Project aimed for cleaning and analyzing the dataset found in the BikeSalesDataset.xlsx file, which contains information (1026 rows and 13 columns) regarding global bike sales. In particular, the first 12 columns mainly include demographic data, while the last column indicates whether the respective individuals actually purchased a bike or not.
After importing the file in Excel, we start by creating 3 new sheets:
-
the "Working" sheet: a copy of the original data where we can perform all the cleaning procedures, without worrying about transforming or even losing our raw table,
-
the "Pivot Tables" sheet: where we insert the features we want to analyze and derive insights from and finally
-
the "Dashboard" sheet: where we insert the visualizations of our analysis as well as the filters by which we group our entries.

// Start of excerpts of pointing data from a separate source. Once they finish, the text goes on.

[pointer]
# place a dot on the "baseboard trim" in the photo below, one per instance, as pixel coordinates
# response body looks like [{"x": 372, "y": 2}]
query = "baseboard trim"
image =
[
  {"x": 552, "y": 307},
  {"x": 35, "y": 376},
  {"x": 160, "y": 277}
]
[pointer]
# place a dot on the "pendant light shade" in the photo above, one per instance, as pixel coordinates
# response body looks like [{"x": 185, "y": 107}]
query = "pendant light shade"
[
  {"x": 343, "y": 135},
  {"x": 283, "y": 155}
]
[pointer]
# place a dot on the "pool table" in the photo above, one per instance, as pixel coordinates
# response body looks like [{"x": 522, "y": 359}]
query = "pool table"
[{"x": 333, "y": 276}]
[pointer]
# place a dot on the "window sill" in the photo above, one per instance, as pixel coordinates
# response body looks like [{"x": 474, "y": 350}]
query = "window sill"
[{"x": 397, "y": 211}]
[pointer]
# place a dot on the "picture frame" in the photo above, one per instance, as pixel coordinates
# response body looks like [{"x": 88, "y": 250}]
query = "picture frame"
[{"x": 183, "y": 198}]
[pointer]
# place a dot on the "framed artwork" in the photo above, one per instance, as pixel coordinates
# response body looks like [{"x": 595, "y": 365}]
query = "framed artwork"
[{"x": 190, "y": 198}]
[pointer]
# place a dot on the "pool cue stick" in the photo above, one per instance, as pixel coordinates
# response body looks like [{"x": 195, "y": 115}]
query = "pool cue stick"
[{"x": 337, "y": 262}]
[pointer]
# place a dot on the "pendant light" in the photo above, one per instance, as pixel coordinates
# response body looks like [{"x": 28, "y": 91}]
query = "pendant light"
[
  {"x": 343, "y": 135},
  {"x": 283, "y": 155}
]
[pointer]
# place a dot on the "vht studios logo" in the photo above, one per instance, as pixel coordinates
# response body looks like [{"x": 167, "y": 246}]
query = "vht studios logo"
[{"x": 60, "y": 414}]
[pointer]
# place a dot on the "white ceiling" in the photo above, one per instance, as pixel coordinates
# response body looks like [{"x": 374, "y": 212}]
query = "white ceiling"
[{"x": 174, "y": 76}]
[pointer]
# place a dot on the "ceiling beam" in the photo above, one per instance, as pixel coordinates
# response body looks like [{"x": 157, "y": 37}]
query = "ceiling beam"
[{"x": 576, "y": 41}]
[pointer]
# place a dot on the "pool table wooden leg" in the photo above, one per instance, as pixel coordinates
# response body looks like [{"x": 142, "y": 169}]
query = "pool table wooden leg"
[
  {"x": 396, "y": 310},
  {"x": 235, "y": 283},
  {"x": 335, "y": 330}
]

More precisely, the cleaning process results in 1000 rows (that means a table only 0.025% smaller than the original one) and consists of:
a) removing duplicates,
b) replacing values with more meaningful entries (eg: M with Married in the "MaritalStatus" column, F with Female in the "Gender" column, etc.)
c) transforming the "Income" column to currency data type and
d) splitting the "Age" column into 3 different intervals.
Continuing with the analysis of the dataset, we create 3 pivot tables where we concentrate on:
a) the average "Income" against the "Gender",
b) the Count of People against every "Commute Distance" interval and
c) the Count of People against every "Age" interval.
On every one of those tables, we also apply the binary division (Yes or No) of the "Bike Purchased" column, so that we gain a better perspective over the dataset's features.
Lastly, we build our dashboard by simply creating, customizing and inserting the plots of every respective pivot table, added with 4 "Slicers", a function which allows us to interact with our visualizations and filter them by "Region", "Marital Status", "Cars" and "Education".
The final result can be accessed through the BikeSalesDashboard.xlsx file.